A lot less money—but still a lot of money

Governments, and especially the US, which has been the biggest purchaser of Pfizer’s vaccine since its launch, are reducing—or outright ending—their vaccine and covid therapeutics buying programs. This has prompted Pfizer to hike the price of the vaccine as high as $130 per dose—about $100 more than it cost the government to purchase it.

Yet the price hike won’t make up for the anticipated reduction in vaccine sales: Pfizer expects its revenue from the shot to go down 64% in 2023, for a forecast of $13.5 billion. The destiny of Paxlovid won’t be different. The company estimates its sales will go down 58% this year to $8 billion.

Not only will the sales likely be smaller, but also less predictable: Governments placed advanced orders and paid even for the doses they didn’t end up needing.
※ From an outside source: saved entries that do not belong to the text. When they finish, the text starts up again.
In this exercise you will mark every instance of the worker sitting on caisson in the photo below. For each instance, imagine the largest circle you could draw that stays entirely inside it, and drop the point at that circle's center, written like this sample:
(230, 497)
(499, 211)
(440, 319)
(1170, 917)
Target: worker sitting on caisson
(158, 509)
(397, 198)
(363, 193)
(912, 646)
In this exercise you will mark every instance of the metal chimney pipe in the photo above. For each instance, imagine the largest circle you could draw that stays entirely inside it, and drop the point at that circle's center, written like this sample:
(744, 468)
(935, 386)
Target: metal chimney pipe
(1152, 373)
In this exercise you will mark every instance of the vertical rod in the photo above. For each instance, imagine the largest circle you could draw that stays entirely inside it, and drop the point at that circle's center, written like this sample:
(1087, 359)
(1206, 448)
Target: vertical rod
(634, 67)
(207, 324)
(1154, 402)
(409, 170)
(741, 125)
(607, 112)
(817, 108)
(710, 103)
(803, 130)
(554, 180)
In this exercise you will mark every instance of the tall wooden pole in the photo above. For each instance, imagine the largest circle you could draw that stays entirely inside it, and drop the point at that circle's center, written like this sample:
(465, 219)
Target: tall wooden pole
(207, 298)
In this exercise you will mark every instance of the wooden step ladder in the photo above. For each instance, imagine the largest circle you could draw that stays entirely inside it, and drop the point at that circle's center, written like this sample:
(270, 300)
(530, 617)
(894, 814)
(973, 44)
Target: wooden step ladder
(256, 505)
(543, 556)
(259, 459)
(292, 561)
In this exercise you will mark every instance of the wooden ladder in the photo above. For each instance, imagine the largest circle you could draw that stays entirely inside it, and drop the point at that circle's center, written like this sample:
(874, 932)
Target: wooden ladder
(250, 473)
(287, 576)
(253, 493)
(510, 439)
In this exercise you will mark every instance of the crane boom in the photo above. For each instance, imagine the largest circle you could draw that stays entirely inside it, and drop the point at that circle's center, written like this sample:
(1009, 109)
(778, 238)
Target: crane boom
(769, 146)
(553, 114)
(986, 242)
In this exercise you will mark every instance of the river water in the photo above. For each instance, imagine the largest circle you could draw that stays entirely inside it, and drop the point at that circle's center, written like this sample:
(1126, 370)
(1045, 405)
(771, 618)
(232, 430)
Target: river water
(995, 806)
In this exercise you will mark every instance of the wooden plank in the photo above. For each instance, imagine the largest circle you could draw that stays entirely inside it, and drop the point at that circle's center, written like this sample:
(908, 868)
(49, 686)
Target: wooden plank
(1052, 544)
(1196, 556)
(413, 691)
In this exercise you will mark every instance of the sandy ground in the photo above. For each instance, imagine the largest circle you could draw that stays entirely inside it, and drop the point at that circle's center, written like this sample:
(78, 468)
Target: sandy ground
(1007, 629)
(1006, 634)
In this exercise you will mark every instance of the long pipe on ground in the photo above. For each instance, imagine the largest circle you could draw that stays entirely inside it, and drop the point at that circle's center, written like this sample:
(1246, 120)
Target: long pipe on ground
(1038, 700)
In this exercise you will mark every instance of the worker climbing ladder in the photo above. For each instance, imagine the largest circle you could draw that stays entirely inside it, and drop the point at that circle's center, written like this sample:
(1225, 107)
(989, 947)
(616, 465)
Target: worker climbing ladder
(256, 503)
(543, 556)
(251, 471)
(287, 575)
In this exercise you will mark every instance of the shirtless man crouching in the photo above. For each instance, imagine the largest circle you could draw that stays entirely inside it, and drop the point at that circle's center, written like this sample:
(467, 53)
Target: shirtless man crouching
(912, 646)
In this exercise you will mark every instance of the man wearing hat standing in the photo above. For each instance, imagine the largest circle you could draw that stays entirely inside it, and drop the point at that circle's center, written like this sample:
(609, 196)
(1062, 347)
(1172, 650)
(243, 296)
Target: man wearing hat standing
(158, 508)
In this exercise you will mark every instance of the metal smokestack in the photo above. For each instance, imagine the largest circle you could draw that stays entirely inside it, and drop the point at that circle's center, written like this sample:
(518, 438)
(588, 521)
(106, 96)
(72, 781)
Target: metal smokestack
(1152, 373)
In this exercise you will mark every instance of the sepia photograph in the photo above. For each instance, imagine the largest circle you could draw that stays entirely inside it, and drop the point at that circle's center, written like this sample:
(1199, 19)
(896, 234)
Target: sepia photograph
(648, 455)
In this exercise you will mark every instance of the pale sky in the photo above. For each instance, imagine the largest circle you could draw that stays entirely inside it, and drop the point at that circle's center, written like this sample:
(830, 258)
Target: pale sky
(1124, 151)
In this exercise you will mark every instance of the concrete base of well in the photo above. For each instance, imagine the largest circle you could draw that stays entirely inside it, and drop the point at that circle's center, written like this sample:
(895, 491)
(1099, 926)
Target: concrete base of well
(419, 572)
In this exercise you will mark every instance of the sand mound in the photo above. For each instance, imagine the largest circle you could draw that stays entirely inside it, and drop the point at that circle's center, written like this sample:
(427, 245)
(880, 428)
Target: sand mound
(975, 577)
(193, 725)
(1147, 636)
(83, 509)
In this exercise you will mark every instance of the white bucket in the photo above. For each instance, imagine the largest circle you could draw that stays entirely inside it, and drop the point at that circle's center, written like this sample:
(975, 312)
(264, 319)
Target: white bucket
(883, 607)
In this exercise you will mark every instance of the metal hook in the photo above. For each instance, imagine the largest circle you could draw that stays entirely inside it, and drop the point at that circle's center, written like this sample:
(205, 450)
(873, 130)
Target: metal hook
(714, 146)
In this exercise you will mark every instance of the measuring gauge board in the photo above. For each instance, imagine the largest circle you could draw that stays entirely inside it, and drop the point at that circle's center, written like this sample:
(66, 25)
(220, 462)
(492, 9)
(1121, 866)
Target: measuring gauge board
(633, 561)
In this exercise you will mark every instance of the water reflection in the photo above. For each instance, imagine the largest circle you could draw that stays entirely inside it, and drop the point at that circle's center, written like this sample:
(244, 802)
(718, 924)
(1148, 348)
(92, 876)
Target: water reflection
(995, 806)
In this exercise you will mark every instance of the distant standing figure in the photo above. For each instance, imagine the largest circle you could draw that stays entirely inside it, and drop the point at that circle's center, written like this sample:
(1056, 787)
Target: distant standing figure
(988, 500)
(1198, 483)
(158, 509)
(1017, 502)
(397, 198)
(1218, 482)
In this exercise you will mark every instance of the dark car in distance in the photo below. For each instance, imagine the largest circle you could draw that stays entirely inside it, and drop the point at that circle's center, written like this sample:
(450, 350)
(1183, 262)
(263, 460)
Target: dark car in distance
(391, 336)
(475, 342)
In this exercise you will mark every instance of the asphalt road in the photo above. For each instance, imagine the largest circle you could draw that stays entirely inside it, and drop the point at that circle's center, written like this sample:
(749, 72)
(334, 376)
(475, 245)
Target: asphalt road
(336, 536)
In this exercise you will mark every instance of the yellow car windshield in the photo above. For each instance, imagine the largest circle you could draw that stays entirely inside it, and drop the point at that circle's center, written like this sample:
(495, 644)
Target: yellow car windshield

The commercial market brings the risk of producing doses that go unsold, which is one of the reasons Pfizer has used to justify its price hike.

Unless severe new variants emerge, the change in projected covid vaccine and therapeutics sales signals the progressing of a downward trend: The percentage of people receiving new doses of covid vaccines has been going down significantly with each new round of boosters and will likely continue to do so.

Even with dramatically reduced revenue, Corminaty would continue to be one of the world’s top three bestselling drugs in 2023. Cancer drug Keytruda, made by Merck, would be in first place with $21 billion in sales. AbbVie’s Humira—which generated revenue for $22 billion in 2022—could follow, though the maker expects a drastic reduction in sales (around 45%) after biosimilars enter the US market.